ラズパイに物理的なシャットダウンボタン・電源ボタンを作ろうとググると、「GPIO にボタンを接続し、Pythonでボタンが押されたときにshutdownコマンドを走らせるコードを書いて常駐させよう」という話がよく出てきますが、コードを書く必要はありません。設定ファイルを 1 行編集するだけで実現できます。
用意するもの
- Raspberry Pi(4Bで検証済み)
- スイッチ
- 見た目を気にしないなら秋月で手に入る1個10円程度のタクトスイッチで十分です
- ブレッドボード等
用意する環境
- Raspberry Pi上の設定ファイルを編集できる環境
- SSHやVNCのリモート接続でも構いませんし、USBやHDMIを有線で接続した環境でも構いません。
1. 配線する
スイッチを押すことで GPIO 3 (ピン番号 5) と GND (ピン番号 6) を短絡できるように(つながるように)してください。これだけでOKです。
デフォルトはGPIO3なので、それ以外のピンを使いたい場合は設定での記述内容が増えます。
ブレッドボードでは以下のようになります。
2.設定ファイルの編集
nano などで /boot/config.txt
を開いて編集してください。標準の pi
などの一般ユーザで作業しているならroot 権限が必要なので sudo
を付けましょう。
sudo nano /boot/config.txt
最終行に以下のものを記述します。
dtoverlay=gpio-shutdown
Ctrl
+O
→ Enter
で保存し、Ctrl
+ X
で nano を閉じます。
続いて、以下のコマンドでシャットダウンします。
sudo shutdown -h now
3. 起動とシャットダウン
電源ケーブルが繋がれており、シャットダウンしている状態でタクトスイッチを押すと起動します。

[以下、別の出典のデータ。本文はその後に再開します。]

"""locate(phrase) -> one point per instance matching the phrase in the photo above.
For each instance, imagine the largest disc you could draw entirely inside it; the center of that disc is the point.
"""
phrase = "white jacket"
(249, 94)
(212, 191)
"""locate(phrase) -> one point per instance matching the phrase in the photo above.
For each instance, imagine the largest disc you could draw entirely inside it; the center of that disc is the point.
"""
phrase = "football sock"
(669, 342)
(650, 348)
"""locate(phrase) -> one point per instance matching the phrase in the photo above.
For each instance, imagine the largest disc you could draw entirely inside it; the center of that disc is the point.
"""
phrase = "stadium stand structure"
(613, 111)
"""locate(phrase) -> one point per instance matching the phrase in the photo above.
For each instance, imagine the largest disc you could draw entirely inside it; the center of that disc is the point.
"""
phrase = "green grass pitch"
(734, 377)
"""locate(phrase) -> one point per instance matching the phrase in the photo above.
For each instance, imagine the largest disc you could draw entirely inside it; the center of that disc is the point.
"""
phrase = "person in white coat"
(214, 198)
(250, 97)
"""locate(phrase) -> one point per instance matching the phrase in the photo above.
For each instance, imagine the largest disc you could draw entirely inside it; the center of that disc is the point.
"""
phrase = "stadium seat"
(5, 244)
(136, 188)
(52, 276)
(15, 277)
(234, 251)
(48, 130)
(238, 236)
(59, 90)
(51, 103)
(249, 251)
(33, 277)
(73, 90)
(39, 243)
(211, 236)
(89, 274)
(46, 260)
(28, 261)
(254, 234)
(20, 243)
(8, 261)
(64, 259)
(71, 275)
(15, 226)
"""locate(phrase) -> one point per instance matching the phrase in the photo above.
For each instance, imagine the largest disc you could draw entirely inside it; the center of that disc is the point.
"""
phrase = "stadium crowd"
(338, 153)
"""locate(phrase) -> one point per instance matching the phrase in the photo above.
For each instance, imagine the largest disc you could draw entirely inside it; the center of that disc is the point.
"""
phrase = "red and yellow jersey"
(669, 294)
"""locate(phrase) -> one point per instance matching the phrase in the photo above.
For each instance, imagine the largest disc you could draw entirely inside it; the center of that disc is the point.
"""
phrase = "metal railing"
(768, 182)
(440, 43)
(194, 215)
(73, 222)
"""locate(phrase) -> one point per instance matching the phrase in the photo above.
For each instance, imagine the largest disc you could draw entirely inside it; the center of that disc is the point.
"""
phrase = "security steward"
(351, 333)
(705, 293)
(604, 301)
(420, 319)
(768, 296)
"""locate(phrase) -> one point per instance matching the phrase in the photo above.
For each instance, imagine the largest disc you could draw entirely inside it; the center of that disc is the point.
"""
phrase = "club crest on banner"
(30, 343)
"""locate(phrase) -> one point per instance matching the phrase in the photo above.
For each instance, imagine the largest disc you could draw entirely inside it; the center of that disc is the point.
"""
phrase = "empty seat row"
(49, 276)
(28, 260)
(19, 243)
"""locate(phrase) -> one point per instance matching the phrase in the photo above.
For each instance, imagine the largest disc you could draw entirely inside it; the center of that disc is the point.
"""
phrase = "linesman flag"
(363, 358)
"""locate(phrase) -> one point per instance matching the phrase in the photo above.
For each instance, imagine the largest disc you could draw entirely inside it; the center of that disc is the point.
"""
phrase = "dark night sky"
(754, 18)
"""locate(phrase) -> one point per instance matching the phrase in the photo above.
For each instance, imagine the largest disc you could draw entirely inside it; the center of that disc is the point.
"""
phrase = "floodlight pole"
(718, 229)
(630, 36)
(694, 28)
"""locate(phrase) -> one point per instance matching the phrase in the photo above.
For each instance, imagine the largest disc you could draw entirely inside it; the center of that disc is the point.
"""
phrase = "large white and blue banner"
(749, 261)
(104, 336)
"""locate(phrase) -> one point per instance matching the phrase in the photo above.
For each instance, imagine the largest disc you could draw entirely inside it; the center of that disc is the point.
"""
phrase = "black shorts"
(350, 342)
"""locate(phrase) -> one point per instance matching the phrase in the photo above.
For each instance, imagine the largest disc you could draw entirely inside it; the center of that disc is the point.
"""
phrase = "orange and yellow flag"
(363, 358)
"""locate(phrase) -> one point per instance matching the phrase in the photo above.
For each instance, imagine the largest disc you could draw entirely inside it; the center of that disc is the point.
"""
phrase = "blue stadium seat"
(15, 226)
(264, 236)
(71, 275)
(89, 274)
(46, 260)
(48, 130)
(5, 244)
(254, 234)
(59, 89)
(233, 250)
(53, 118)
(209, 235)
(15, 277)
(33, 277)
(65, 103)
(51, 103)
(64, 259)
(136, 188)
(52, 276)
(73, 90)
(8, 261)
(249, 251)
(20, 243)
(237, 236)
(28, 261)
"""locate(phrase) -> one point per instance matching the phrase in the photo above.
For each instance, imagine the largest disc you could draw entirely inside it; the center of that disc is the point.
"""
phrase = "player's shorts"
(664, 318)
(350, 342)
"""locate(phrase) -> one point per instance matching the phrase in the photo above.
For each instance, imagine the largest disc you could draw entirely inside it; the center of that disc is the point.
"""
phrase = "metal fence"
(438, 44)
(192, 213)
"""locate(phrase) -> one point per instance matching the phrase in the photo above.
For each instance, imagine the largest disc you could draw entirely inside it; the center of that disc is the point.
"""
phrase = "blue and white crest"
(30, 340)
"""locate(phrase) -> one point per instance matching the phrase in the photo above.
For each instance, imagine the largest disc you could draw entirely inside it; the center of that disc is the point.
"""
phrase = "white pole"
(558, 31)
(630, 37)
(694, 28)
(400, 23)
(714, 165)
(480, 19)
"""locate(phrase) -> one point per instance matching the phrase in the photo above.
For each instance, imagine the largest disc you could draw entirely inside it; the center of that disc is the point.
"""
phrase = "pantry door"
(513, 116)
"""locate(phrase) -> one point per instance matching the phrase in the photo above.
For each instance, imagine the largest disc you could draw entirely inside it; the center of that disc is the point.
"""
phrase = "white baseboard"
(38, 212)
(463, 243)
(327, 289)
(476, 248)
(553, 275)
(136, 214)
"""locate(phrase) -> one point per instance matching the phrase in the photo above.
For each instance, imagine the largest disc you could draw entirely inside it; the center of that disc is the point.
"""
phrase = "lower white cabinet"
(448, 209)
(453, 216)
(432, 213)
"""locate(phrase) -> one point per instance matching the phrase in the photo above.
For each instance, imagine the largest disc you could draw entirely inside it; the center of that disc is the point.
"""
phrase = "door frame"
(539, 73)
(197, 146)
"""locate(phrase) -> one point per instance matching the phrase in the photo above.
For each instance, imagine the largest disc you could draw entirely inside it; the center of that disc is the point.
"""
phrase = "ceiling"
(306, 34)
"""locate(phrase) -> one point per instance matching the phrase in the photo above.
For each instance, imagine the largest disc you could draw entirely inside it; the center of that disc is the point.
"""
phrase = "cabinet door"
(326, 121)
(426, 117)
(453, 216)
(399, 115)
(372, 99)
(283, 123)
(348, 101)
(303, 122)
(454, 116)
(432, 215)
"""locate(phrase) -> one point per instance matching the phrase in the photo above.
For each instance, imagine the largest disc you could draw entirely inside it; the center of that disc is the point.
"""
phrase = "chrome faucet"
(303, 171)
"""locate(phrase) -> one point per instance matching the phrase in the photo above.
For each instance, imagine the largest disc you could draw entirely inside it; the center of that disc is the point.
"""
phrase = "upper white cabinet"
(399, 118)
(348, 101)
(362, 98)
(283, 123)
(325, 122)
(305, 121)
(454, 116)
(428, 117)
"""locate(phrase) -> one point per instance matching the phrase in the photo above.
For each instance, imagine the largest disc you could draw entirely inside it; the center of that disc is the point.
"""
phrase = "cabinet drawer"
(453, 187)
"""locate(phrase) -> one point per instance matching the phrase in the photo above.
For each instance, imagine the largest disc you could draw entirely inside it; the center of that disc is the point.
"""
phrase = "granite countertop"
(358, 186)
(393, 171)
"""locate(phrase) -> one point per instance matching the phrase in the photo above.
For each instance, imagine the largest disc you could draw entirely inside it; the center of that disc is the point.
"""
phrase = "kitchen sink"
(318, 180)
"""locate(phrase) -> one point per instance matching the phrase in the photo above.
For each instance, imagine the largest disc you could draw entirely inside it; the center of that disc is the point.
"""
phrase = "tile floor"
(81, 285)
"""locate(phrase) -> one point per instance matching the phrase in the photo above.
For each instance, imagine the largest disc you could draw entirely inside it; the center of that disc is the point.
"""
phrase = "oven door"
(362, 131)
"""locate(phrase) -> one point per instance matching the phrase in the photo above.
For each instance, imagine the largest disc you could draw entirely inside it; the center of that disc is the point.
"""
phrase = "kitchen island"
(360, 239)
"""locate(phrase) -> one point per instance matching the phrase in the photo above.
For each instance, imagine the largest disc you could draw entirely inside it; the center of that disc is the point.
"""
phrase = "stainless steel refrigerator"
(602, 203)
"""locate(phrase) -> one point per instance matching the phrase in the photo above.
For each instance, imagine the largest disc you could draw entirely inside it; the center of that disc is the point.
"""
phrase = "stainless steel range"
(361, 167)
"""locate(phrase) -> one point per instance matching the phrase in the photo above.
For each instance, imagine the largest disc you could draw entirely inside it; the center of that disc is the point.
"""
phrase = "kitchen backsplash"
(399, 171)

起動した後にタクトスイッチを押すとシャットダウンします。
1つのボタンを起動・シャットダウンで兼用できるので便利です。
これは何か?
標準で備わっているデバイスツリーオーバーレイを利用しています。
Raspberry Pi OS (旧: Raspbian)上に存在しているREADMEを見ると、以下のような情報が記載されています。
上記のように特にパラメータを渡さない場合、GPIO 3とGNDが短絡したときにシャットダウンが走るようになっています。
パラメータを変えると別のGPIOピンでもシャットダウンを割り当てることができます。
Name: gpio-shutdown
Info: Initiates a shutdown when GPIO pin changes. The given GPIO pin
is configured as an input key that generates KEY_POWER events.
This event is handled by systemd-logind by initiating a
shutdown. Systemd versions older than 225 need an udev rule
enable listening to the input device:
ACTION!="REMOVE", SUBSYSTEM=="input", KERNEL=="event*", \
SUBSYSTEMS=="platform", DRIVERS=="gpio-keys", \
ATTRS{keys}=="116", TAG+="power-switch"
This overlay only handles shutdown. After shutdown, the system
can be powered up again by driving GPIO3 low. The default
configuration uses GPIO3 with a pullup, so if you connect a
button between GPIO3 and GND (pin 5 and 6 on the 40-pin header),
you get a shutdown and power-up button.
Load: dtoverlay=gpio-shutdown,<param>=<val>
Params: gpio_pin GPIO pin to trigger on (default 3)
active_low When this is 1 (active low), a falling
edge generates a key down event and a
rising edge generates a key up event.
When this is 0 (active high), this is
reversed. The default is 1 (active low).
gpio_pull Desired pull-up/down state (off, down, up)
Default is "up".
Note that the default pin (GPIO3) has an
external pullup.
debounce Specify the debounce interval in milliseconds
(default 100)
また、ラズパイはシャットダウンされた状態で GPIO 3 と GND を短絡することで起動するようになっています(こちらは設定は不要です)。
これら 2 つの組み合わせにより、1 つのボタンでシャットダウン・起動ボタンを実現できるのです。
注意事項
GPIO3 は I2C 用のピンを兼ねています。そのため、設定画面などで I2C をオンにしているとシャットダウンが正常に走らない場合があります。
その際は /boot/config.txt
で以下のように dtparam=i2c_arm=on
をコメントアウトしてあげてください。
#dtparam=i2c_arm=on
また、このボタンはラズパイへの電源供給を遮断するものではありません(shutdown -h now
を叩くのと同様の挙動をする)。
電源自体を投入しなおしたい場合はコードを抜き差しする必要があります。